Lula diz que “nunca foi esquerdista” no G7
Declaração ocorreu durante diálogo com o chanceler alemão Friedrich Merz e a diretora-geral do FMI, Kristalina Georgieva
Por: Redação
17/06/2026 às 16:39

Foto: Rafa Neddermeyer/Agência Brasil
Uma conversa captada durante a cúpula do G7, realizada na França, revelou uma declaração do presidente Luiz Inácio Lula da Silva sobre sua trajetória política. Durante diálogo com o chanceler da Alemanha, Friedrich Merz, e a diretora-geral do Fundo Monetário Internacional (FMI), Kristalina Georgieva, o petista afirmou que “nunca foi esquerdista”.
A gravação registrou Lula defendendo que o cenário político mundial é marcado pela predominância de posições moderadas, e não por correntes ideológicas mais à esquerda.
“O mundo não é de esquerda. O mundo é do caminho do meio”, afirmou o presidente durante a conversa.

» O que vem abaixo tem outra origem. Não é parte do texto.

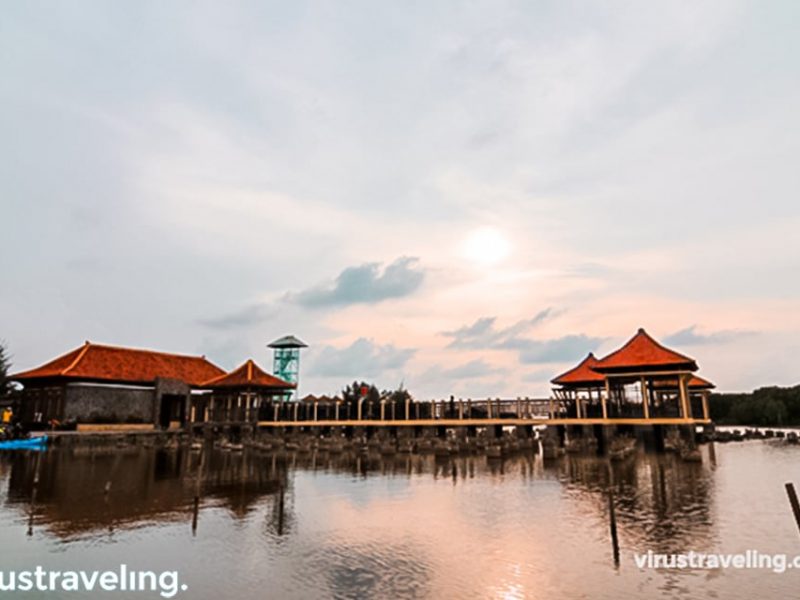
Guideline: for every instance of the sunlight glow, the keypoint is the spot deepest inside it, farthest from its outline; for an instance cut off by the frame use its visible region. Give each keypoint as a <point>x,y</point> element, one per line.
<point>486,246</point>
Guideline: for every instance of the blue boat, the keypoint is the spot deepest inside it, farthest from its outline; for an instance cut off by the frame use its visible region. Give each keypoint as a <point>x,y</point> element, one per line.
<point>35,443</point>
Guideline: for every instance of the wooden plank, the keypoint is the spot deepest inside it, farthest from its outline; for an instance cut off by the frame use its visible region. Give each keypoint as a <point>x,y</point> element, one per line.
<point>483,422</point>
<point>115,427</point>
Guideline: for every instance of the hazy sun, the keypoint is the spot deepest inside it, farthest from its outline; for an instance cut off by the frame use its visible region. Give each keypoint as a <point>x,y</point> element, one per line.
<point>486,246</point>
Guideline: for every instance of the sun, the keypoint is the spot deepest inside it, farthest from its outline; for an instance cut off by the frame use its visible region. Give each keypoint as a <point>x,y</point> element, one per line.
<point>486,246</point>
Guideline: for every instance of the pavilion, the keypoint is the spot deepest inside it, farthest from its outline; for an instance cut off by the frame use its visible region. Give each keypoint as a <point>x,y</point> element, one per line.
<point>102,384</point>
<point>239,395</point>
<point>581,389</point>
<point>642,379</point>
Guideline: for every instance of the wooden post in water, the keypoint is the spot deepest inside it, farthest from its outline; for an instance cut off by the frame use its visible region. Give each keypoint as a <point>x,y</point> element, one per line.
<point>34,488</point>
<point>790,491</point>
<point>613,524</point>
<point>198,482</point>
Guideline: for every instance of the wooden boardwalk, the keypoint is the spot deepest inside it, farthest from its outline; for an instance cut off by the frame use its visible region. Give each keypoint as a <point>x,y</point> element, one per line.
<point>485,422</point>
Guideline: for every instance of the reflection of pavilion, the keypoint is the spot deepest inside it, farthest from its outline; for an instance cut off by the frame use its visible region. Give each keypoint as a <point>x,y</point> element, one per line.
<point>145,486</point>
<point>662,503</point>
<point>642,379</point>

Comentário surgiu após observação de dirigente do FMI
O tema surgiu quando Kristalina Georgieva comentou a percepção internacional existente no início do primeiro mandato de Lula, em 2003.

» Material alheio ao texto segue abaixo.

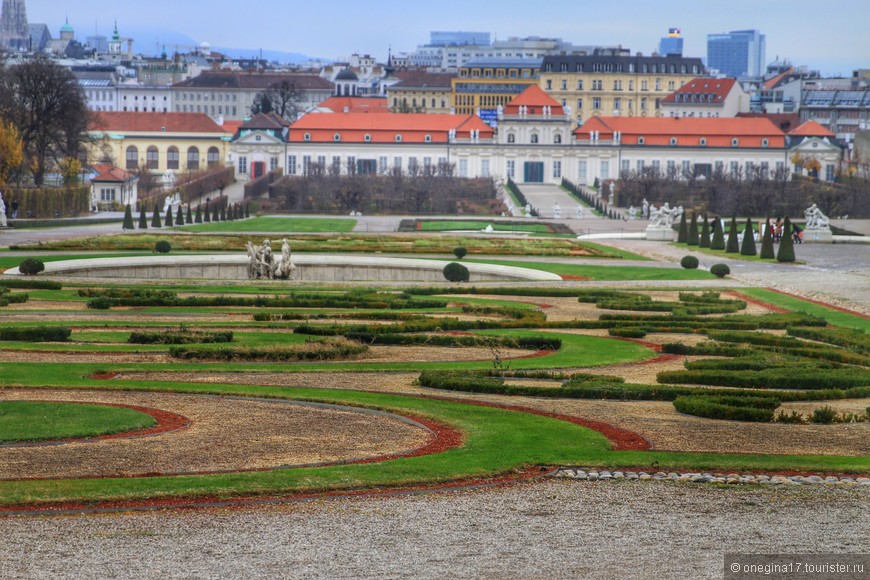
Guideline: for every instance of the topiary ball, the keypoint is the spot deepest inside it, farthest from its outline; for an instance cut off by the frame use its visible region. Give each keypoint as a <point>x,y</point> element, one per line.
<point>456,272</point>
<point>31,267</point>
<point>689,262</point>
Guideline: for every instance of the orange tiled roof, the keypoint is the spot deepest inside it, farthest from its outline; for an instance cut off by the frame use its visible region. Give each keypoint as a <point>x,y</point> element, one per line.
<point>717,89</point>
<point>658,131</point>
<point>356,104</point>
<point>155,123</point>
<point>383,128</point>
<point>811,129</point>
<point>534,99</point>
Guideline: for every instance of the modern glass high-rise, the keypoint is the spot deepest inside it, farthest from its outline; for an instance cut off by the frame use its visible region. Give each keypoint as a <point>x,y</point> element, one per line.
<point>736,53</point>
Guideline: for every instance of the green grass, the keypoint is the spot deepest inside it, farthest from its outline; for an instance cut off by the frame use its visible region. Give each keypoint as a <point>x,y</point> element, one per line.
<point>40,421</point>
<point>465,225</point>
<point>832,315</point>
<point>277,224</point>
<point>609,273</point>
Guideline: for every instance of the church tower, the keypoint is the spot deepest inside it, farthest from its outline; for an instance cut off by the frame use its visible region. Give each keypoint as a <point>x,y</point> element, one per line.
<point>14,29</point>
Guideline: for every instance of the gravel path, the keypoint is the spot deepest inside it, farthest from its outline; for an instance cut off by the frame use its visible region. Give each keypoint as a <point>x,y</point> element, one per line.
<point>552,529</point>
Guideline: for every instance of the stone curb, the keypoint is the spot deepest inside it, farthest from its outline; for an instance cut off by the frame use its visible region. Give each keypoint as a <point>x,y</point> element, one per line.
<point>696,477</point>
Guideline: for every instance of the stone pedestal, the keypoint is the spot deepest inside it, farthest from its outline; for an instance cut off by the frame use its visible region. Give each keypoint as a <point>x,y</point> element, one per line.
<point>824,236</point>
<point>660,234</point>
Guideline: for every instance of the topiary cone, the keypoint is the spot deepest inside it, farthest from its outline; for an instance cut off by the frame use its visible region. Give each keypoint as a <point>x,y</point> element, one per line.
<point>732,246</point>
<point>683,234</point>
<point>128,218</point>
<point>704,241</point>
<point>747,248</point>
<point>693,240</point>
<point>767,252</point>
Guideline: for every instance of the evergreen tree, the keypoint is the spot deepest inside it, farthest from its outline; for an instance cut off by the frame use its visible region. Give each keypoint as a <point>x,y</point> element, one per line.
<point>732,247</point>
<point>683,234</point>
<point>704,241</point>
<point>747,248</point>
<point>767,252</point>
<point>718,241</point>
<point>693,240</point>
<point>786,245</point>
<point>128,218</point>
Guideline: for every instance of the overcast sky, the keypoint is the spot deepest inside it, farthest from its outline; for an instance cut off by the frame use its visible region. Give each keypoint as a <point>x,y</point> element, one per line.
<point>830,36</point>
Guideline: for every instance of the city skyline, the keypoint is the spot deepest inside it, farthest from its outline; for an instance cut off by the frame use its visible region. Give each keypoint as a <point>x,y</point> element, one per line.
<point>791,30</point>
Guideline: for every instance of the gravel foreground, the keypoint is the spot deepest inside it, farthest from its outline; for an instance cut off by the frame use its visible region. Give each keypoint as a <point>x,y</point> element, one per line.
<point>549,529</point>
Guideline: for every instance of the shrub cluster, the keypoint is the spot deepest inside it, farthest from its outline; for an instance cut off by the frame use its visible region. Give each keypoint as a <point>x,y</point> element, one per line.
<point>180,336</point>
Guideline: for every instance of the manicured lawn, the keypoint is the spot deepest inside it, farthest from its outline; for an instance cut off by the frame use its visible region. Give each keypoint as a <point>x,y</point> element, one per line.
<point>41,421</point>
<point>614,273</point>
<point>277,224</point>
<point>832,315</point>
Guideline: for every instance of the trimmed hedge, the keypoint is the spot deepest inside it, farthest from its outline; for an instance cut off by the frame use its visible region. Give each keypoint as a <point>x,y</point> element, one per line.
<point>36,334</point>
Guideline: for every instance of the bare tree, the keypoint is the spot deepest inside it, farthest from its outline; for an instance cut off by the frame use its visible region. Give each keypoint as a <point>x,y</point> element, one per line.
<point>47,106</point>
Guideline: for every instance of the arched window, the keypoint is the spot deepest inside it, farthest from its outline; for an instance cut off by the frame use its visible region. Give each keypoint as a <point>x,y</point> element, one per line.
<point>193,158</point>
<point>132,157</point>
<point>152,159</point>
<point>214,157</point>
<point>172,158</point>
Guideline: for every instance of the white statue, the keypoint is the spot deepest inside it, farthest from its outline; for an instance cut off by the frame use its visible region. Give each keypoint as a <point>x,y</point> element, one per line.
<point>816,220</point>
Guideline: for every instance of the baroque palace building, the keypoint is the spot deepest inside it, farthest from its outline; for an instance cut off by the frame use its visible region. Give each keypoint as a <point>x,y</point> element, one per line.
<point>611,82</point>
<point>538,141</point>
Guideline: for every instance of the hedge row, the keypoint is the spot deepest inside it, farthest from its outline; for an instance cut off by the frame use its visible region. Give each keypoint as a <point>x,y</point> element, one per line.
<point>313,351</point>
<point>777,378</point>
<point>181,336</point>
<point>730,408</point>
<point>36,334</point>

Segundo a dirigente do FMI, havia expectativa de que o então presidente adotasse uma postura mais alinhada à esquerda quando assumiu o comando do país.
“Quando você foi presidente pela primeira vez, todos esperavam que você fosse um esquerdista. Mas você não foi”, afirmou Georgieva.
Em resposta, Lula declarou: “Mas eu nunca fui esquerdista”. A diretora do FMI observou que, independentemente disso, essa era a imagem que parte da comunidade internacional tinha do líder brasileiro naquele período.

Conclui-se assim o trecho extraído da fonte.